Lim and his team – which also includes Matthew Wong and Bernard Lim – began the difficult task of writing heuristics for detecting malicious npm packages last December at a hackathon in Singapore.

“The reason why it’s so hard to write heuristics is that it’s hard to get positive, or real examples of malicious packages,” said Lim.

“Once a package gets reported as malicious, npm takes it off the registry and we can’t really access it,” he said.

“We had to ask other security developers to give us examples of the malicious packages to work on.”

Heuristic scanning spots threats by finding specific commands that were not intended for the original application.

“So if, for example, the package is looking up your Content Security Policy there isn’t really a good reason for doing that unless the package is trying to circumvent your security policy,” said Lim.

“Stuff like the package looking up specific functions, or looking up specific parts of your application.”

The team has set-up an open source project, npm-zoo, a repository for previously identified malicious npm packages. Researchers can use the repository to train and fine tune heuristic (automatic detection) rules.

During recent backtest, npm-scan was able to successfully detect a malicious package that was originally reported in January.

“This proves that we have written the heuristics correctly, and that it will continue to work for new malicious packages that may come out,” said Wong.

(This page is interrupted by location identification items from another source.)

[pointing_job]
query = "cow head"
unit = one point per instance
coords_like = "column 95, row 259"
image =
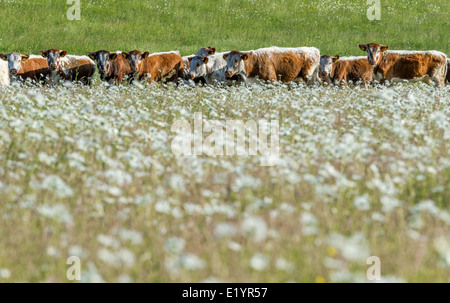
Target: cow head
column 206, row 51
column 135, row 59
column 103, row 59
column 14, row 61
column 54, row 58
column 235, row 63
column 374, row 52
column 326, row 65
column 198, row 62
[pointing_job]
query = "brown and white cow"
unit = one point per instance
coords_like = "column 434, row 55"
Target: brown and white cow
column 341, row 70
column 157, row 67
column 4, row 73
column 448, row 71
column 25, row 67
column 274, row 64
column 69, row 67
column 112, row 67
column 398, row 65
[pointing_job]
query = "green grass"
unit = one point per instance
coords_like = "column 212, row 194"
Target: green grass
column 157, row 25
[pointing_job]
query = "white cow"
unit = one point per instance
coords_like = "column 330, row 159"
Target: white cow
column 209, row 65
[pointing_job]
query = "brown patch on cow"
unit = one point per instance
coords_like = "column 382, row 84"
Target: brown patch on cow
column 408, row 66
column 448, row 71
column 352, row 70
column 159, row 67
column 273, row 66
column 391, row 65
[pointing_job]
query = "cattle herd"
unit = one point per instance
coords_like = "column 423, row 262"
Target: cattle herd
column 305, row 64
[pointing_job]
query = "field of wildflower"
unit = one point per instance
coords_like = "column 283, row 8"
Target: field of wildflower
column 89, row 172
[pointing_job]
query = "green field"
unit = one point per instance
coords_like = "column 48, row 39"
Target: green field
column 335, row 27
column 91, row 172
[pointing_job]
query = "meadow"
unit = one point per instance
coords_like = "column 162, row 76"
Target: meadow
column 90, row 172
column 334, row 26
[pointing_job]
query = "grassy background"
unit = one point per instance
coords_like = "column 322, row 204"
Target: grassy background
column 334, row 26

“We’re hoping it becomes more of a community effort where everyone is pitching in and thinking about, or writing, new heuristics that can catch malicious packages.”

It’s also hoped that npm-scan can help enlist a security-by-design workflow with developers from the start, who may be more focused on getting their code out than following best practices in secure development.

“It’s really hard to do security right, especially with the amount of new people who are getting into web development and computing every day,” said Wong.

“We need to make it easy for these people to write secure code, and that’s where we want to fit in with this project. We help people to get it right from the start.”